A European project is looking to exploit activation of certain cell death pathways in tumour cells. Leaving healthy cells intact, the therapeutic potential of this approach is enormous.
On the 'trail' for new anti-cancer drugs
Conventional anti-cancer therapies have utilised the binding of the protein —tumour necrosis factor-related apoptosis-inducing ligand (TRAIL) — to certain death receptors. However, these pharmaceutical strategies have not shown significant survival benefits so far.

The EU-funded 'An integrated peptide and foldamer chemistry approach towards pro-apoptotic trail mimetics' (FOLDAPOP) project investigated and developed the use of peptidomimetic foldamers to selectively activate cell death in cancerous cells. These novel peptide-based drugs should selectively bind to the death receptors (DR4 and DR5) to activate the TRAIL pathway. Besides being less immunogenic, they will have the added advantage of easy production and storage.

Scientists synthesised several analogues of TRAILmim (M1c) to investigate the structural requirements of DR5-binding peptides using techniques such as macrocyclisation and solid-phase peptide synthesis (SPPS). Results revealed the importance and sensitivity of the disulphide bridges in M1c for DR5 binding and desired bioactivity. Another analogue of M1C was subsequently prepared showing promising DR5-binding properties when tested using the surface plasmon resonance (SPR) method.

Researchers developed an innovative solid-phase synthesis (SPS) methodology to selectively attach DR5-binding peptides including M1c onto short-chain multivalent helical foldamers. Results showed good purity and yield with increasing multivalency possibly contributing to better bioactivity and specificity to DRs.

FOLDAPOP members selected helix-forming urea/gamma-amide oligomer hybrids to construct on-bead foldamer libraries and successfully synthesised 16 new monomers. Several model hybrids were subsequently synthesised with method validation performed on azido succinimidyl carbamates and Fmoc-gamma-AA. From several solid supports, the TentaGel (polyoxyethylene-grafted polystyrene) was selected for one-bead one-compound (OBOC) library construction.

The complex object parametric analyser and sorter (COPAS) was used to screen compounds with varying Tryptophan-type residue position for binding to the fluorescently labelled DR5 receptor.
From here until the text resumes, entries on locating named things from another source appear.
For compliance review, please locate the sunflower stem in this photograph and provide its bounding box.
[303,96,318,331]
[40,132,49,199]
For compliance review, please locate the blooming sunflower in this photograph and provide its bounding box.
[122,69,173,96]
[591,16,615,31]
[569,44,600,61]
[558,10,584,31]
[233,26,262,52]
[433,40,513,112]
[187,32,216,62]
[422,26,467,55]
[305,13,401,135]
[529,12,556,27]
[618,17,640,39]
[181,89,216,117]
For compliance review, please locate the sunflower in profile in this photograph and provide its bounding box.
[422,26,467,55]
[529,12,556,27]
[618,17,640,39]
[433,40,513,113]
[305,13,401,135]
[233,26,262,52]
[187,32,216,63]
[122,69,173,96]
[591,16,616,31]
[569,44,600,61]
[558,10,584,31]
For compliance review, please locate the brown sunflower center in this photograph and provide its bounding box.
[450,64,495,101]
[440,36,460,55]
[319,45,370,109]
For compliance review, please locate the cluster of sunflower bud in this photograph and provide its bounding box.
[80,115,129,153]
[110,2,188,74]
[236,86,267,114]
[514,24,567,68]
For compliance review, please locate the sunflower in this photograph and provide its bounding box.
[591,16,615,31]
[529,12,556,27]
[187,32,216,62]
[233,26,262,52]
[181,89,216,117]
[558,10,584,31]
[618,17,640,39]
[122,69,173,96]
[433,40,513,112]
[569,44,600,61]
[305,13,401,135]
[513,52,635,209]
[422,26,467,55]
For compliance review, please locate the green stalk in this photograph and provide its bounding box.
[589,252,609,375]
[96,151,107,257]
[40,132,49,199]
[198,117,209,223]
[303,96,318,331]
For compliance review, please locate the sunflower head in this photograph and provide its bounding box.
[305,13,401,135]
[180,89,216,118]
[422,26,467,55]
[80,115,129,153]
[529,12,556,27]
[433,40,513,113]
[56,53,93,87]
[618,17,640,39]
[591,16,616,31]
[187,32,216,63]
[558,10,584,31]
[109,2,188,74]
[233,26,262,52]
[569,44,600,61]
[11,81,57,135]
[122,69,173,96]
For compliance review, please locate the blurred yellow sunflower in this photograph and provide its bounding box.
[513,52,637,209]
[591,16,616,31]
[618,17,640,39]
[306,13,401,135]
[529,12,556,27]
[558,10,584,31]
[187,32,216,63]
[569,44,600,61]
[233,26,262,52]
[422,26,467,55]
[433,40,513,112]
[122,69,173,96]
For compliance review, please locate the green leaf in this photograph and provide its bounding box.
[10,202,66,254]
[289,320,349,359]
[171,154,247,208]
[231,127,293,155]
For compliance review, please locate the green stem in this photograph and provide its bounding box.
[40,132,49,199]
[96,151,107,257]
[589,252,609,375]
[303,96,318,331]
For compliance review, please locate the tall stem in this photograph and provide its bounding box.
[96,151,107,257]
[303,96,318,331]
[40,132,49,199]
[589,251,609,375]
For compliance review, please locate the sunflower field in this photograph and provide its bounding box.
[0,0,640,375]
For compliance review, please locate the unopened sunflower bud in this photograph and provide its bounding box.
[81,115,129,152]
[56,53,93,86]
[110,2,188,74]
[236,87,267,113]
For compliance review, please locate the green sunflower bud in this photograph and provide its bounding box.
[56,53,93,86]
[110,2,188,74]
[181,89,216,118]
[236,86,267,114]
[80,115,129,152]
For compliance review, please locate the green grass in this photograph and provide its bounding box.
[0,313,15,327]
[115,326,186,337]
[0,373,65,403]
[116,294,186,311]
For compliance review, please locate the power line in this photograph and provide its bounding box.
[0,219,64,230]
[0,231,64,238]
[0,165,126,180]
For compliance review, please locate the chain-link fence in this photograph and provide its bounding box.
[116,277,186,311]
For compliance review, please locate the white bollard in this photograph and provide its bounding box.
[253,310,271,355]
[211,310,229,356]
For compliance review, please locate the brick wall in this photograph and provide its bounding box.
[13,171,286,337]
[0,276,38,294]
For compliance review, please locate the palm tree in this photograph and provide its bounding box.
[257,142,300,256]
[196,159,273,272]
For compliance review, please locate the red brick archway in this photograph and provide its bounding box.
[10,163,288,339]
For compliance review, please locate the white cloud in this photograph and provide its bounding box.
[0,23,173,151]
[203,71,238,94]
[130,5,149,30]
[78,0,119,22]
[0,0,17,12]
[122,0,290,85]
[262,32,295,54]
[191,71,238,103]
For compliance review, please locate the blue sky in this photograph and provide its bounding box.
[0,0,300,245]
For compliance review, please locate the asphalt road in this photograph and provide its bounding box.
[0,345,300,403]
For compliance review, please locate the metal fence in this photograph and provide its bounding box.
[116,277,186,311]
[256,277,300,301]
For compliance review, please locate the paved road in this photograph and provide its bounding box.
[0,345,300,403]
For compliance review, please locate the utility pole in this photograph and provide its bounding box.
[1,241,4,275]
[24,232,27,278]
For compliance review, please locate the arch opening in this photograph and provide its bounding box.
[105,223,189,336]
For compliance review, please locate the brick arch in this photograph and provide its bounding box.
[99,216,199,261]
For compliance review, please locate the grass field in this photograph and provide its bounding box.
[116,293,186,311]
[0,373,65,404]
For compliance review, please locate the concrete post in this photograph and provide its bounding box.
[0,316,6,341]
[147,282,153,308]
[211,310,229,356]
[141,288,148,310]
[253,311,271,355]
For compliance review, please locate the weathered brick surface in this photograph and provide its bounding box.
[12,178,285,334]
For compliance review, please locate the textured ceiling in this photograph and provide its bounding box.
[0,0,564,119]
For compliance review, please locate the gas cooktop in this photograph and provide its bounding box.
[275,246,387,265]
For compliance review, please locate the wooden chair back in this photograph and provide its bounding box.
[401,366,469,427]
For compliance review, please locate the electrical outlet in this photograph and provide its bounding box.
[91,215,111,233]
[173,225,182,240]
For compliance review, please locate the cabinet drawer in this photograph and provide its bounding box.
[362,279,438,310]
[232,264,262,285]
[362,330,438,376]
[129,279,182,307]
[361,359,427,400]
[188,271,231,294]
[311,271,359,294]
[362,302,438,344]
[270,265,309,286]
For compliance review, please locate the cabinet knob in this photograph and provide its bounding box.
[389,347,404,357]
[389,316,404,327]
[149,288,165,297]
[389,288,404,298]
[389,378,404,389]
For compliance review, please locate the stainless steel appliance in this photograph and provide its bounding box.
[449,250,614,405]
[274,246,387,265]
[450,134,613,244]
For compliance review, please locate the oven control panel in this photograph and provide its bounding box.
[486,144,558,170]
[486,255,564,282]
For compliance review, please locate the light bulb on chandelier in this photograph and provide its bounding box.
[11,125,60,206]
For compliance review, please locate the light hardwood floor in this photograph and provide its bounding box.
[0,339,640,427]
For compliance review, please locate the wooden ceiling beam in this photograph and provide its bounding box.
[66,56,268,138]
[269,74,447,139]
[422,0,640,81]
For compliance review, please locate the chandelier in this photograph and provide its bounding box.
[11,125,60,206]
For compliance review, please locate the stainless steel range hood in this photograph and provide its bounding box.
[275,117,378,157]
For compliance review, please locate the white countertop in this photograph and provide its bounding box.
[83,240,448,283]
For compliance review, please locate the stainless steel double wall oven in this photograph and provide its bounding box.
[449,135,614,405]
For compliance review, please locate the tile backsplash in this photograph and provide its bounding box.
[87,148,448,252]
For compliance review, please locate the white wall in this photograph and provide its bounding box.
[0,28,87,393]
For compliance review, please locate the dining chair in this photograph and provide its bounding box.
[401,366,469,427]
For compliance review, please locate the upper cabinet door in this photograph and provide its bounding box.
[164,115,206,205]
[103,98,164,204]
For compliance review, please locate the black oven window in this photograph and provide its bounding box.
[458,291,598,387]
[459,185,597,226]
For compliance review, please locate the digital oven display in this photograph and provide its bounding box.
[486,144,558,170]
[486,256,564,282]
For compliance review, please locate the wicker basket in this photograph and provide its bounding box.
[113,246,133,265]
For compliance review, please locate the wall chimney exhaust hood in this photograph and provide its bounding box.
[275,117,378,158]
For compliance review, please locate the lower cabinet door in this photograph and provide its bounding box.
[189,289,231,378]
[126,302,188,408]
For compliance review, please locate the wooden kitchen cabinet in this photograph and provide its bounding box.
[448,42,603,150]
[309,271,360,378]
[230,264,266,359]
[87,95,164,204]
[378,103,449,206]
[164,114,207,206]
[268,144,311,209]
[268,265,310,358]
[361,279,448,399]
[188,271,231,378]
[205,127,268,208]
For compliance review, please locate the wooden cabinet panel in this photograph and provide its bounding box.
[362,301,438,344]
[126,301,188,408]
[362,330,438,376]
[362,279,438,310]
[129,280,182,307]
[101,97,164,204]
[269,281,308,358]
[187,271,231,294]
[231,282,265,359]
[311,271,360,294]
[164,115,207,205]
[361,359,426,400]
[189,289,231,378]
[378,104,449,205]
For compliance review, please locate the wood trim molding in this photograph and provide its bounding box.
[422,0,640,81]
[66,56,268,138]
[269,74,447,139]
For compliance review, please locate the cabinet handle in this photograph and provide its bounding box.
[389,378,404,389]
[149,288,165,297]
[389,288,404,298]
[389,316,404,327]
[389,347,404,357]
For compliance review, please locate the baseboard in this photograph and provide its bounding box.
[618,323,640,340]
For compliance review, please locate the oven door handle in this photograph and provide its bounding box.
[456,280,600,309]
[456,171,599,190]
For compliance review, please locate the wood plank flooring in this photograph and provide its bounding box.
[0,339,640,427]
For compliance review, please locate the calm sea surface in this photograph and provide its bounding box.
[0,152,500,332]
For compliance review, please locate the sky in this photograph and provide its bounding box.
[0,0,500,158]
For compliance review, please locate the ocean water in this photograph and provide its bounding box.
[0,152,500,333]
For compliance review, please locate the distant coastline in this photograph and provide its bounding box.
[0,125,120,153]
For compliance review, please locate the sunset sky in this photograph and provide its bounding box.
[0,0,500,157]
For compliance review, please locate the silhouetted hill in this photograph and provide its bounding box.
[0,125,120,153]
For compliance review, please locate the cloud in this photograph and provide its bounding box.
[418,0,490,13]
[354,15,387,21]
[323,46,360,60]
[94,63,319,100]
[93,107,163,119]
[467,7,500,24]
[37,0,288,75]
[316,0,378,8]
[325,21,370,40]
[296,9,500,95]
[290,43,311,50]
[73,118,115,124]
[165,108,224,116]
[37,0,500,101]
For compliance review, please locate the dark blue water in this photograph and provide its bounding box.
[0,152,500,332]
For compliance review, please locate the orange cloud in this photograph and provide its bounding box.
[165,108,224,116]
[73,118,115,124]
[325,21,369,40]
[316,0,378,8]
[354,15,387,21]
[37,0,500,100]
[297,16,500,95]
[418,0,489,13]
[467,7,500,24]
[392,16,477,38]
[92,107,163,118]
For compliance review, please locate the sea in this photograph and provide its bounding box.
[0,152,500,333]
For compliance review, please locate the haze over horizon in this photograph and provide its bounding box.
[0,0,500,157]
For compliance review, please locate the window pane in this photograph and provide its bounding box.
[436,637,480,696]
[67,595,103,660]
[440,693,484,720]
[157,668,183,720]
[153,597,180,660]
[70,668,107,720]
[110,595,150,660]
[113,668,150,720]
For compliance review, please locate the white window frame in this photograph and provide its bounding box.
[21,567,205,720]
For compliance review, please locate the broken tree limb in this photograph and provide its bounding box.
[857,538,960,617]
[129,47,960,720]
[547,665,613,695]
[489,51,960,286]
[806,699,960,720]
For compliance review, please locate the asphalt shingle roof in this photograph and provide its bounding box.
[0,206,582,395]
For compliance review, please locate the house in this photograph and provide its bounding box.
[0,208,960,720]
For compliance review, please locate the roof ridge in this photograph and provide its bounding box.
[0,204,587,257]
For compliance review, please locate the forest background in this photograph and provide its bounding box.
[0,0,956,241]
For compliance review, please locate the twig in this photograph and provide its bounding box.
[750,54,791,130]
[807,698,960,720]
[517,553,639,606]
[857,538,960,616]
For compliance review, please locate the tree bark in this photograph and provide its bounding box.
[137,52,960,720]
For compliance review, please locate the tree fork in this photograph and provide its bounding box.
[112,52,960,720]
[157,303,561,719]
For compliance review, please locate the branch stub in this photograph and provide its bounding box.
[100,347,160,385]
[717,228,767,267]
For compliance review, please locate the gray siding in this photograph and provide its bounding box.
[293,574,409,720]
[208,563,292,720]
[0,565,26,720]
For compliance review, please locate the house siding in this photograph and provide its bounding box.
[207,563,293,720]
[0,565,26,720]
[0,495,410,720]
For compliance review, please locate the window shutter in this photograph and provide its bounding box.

The tandem mass spectrometry matrix-assisted laser desorption/ionisation method was extremely sensitive, providing detailed information on single beads containing just 40 picomol of the compound. Nine shortlisted compounds were then converted into dimers to increase bioactivity against cancer cells; this offered promising preliminary results. SPR measurements are ongoing to validate results and confirm the binding of dimeric foldamers to DR5.

Project outcomes have demonstrated the feasibility of using on-bead libraries of hybrid foldamers to shortlist promising compounds and produce single beads with high DR affinity. This will not only attract research investment in foldamers as drug targets, but could also find applications in other diseases besides cancer.